Nevada County Behavioral Health is geared toward meeting the needs of those in the community who are seriously disenfranchised — Medi-Cal patients with significant mental illness and substance abuse.
The local, private mental health care providers responding to the needs of those whose situation does not merit state intervention are operating at capacity.
Sierra Burton, of Sierra Family Therapy, said she has hired five additional clinicians on the west side of Nevada County since the pandemic hit in March 2020.
“Our intake calls doubled. I hired 50% more clinicians and currently we’re all full again,” Burton said. “It’s been really intense.”
Although numbers indicate suicide rates remained unchanged between 2019 and 2020, the severity of people’s “personal issues” has observably increased, Burton explained.
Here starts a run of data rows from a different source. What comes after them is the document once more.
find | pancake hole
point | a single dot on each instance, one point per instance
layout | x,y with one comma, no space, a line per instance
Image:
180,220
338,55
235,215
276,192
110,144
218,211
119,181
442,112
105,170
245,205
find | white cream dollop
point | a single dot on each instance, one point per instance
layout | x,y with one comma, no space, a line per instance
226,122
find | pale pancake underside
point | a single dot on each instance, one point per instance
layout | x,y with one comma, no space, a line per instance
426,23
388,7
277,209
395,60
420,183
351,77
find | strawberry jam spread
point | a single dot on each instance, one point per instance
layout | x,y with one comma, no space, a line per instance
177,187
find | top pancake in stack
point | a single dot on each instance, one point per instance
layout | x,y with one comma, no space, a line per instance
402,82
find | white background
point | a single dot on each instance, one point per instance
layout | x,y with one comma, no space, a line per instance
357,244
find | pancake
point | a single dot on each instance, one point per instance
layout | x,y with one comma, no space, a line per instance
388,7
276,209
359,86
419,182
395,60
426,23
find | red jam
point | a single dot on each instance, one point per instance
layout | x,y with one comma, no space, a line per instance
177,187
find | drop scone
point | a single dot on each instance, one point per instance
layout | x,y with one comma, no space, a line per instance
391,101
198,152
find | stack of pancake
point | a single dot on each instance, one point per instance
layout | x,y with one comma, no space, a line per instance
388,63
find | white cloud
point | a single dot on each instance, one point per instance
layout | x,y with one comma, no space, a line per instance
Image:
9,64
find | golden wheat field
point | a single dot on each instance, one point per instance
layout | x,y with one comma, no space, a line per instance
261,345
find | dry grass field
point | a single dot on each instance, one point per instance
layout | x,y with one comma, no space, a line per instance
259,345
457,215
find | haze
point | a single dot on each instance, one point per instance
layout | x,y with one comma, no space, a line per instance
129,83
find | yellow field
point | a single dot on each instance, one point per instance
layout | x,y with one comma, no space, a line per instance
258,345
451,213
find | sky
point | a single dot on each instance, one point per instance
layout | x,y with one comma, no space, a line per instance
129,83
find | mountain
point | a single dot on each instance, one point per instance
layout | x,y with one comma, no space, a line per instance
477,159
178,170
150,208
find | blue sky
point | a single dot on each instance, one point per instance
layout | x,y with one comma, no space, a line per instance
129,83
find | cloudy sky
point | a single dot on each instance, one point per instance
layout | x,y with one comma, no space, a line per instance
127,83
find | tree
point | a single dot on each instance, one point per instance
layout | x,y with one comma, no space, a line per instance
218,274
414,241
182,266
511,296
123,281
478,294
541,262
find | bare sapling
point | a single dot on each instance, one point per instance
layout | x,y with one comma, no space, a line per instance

“We’re talking severe depression, anxiety, substance abuse, self harm, suicidal ideation — those kinds of issues,” Burton said.
Paige Thomason, director of marketing and communications for the Tahoe Forest Health System, said that a generalized “screening for depression” offers a better indicator of society’s general mental health than suicide rates. Screenings, she said, are up.
“We have actively added services to accommodate the increased need,” Thomason said, adding that health insurance is no longer a barrier as her health system provides care to all patients regardless of their ability to pay for behavioral or mental health services. “We are experiencing an increase in new patient intakes who have never sought treatment before.”
Thomason, in North Lake Tahoe, said her health system also observed a significant rise in first time mental health patients since the pandemic began.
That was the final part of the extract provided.